The scams Abagnale pulls off are so brazen and the intellect necessary to pull this off is so high, you forget as you listen that Frank is, during this pilot period, a minor. Occasionally he'll drop a line like "juvenile delinquent" and you'll remember, “Oh yes, he's just a boy.” But the scams are told with such heightening tension that your heart races a little, you breathe a little faster, you feel that dread of Abagnale getting caught, and you forget everything else. The book is filled with that very pleasurable dread of suspense that Hitchcock spent his life evoking.

What’s impressive about Abagnale’s tale is the level of autodidacticism he brings to his crimes. He spends time in libraries researching, he interviews people involved in check creation, he keeps a notebook filled with terms and names he might need to know in the airline business. Throughout the course of his time, he poses as an airline pilot, a pediatrician, a lawyer, a sociology professor, and a writer. The latter is possibly the easiest pose to pull off.

Of all the high-risk scams, Abagnale tells the tale of being a pediatrician with the greatest level of hair-raising action. He pretends to be a pediatrician to get into a fancy apartment complex, but when another pediatrician moves in and begins hanging out with him, it’s only a matter of time before he’s put on the spot. Since this is a high stakes kind of book, Abagnale isn’t caught out not knowing a medical term or procedure. No, he is talked into sitting in as a night supervisor in the pediatric ward overseeing a group of interns. His ignorance of medical terms and procedures is easy enough to gloss over for a while, but when one of his gaffes goes too far, almost costing a newborn his life, he quits, just as he’s being replaced. This particular time in his life had my knuckles whitening on my desk.

Of course it’s not all fun and games. A con book without a bit of time in jail wouldn’t be complete. And what a horror story this is. Prior to reading this story, I’d always had this idealized vision of France as the home of The Enlightenment, the capital of liberal worldly thought. From hearing Abagnale’s time in various prisons and jails, my advice to any criminal minded reader is to avoid the Continent and commit any and all crimes in Scandinavia. From this report, their jails are low key, filled with opportunities for betterment at state-paid-for universities, lenient toward conjugal visits, and generally ideal rehabilitation centers.

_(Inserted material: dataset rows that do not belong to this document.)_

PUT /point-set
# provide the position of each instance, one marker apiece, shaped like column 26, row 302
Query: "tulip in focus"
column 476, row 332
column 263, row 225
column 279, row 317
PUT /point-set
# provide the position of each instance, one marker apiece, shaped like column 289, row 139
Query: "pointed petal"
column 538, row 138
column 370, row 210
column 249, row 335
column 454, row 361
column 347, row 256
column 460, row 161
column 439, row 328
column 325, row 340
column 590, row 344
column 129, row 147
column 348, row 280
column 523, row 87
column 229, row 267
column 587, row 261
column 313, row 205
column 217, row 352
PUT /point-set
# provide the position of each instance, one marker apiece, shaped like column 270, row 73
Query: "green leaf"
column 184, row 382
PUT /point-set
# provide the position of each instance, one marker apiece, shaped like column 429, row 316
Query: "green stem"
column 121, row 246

What Abagnale offers us is a glimpse inside. It’s what all the marks want. We take for granted that Abagnale’s story is true, just like the suckers throughout his tale believe everything he says. It’s part of the trick of lying. You tell a bit of the truth, then you pile on the lies. Abagnale repeatedly lets others fill in his blanks or gooses the truth when necessary, but the con’s work lies primarily in letting others do the work for you. W.C. Fields did a film called You Can’t Cheat An Honest Man. Part of the allure, it was explained, was that honest men didn’t dream of rooking the system, didn’t dream of getting rich quick. Only potential crooks had that dream, and so cheating them wasn’t cheating honest men, even if they hadn’t yet committed a crime. Abagnale sticks to this code, but it’s hard not to believe that if you’ve ever dreamed of pulling off a big caper that you wouldn’t enjoy this book more than those who hadn’t ever entertained capital crimes fantasies.

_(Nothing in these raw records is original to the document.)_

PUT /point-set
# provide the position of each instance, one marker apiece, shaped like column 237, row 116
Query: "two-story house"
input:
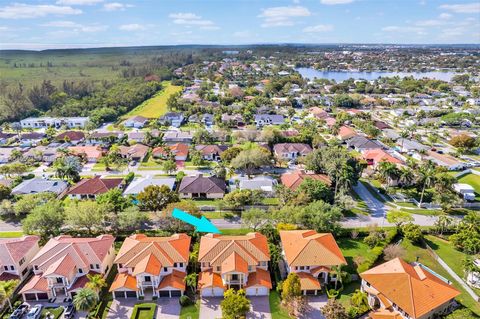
column 239, row 262
column 311, row 256
column 60, row 268
column 15, row 256
column 397, row 289
column 151, row 266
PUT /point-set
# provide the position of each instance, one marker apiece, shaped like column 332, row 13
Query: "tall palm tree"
column 96, row 282
column 85, row 299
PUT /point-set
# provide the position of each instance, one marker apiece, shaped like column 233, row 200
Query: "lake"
column 339, row 76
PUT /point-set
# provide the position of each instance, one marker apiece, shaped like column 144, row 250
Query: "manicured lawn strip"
column 11, row 234
column 190, row 312
column 412, row 252
column 275, row 306
column 157, row 105
column 144, row 311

The narrator Barrett Whitener aparently won an AudioFile Earphone Award for this reading — and he clearly deserves it. He has read other books by Abagnale and one suspects he delivers them with as much justice as he knocks this one out. There are a couple of sketchy accents he works through, but for the most part, Whitener’s delivery is amusing, playful, and full of the same hectic cheer that leads young Abagnale further and further down the wrong streets.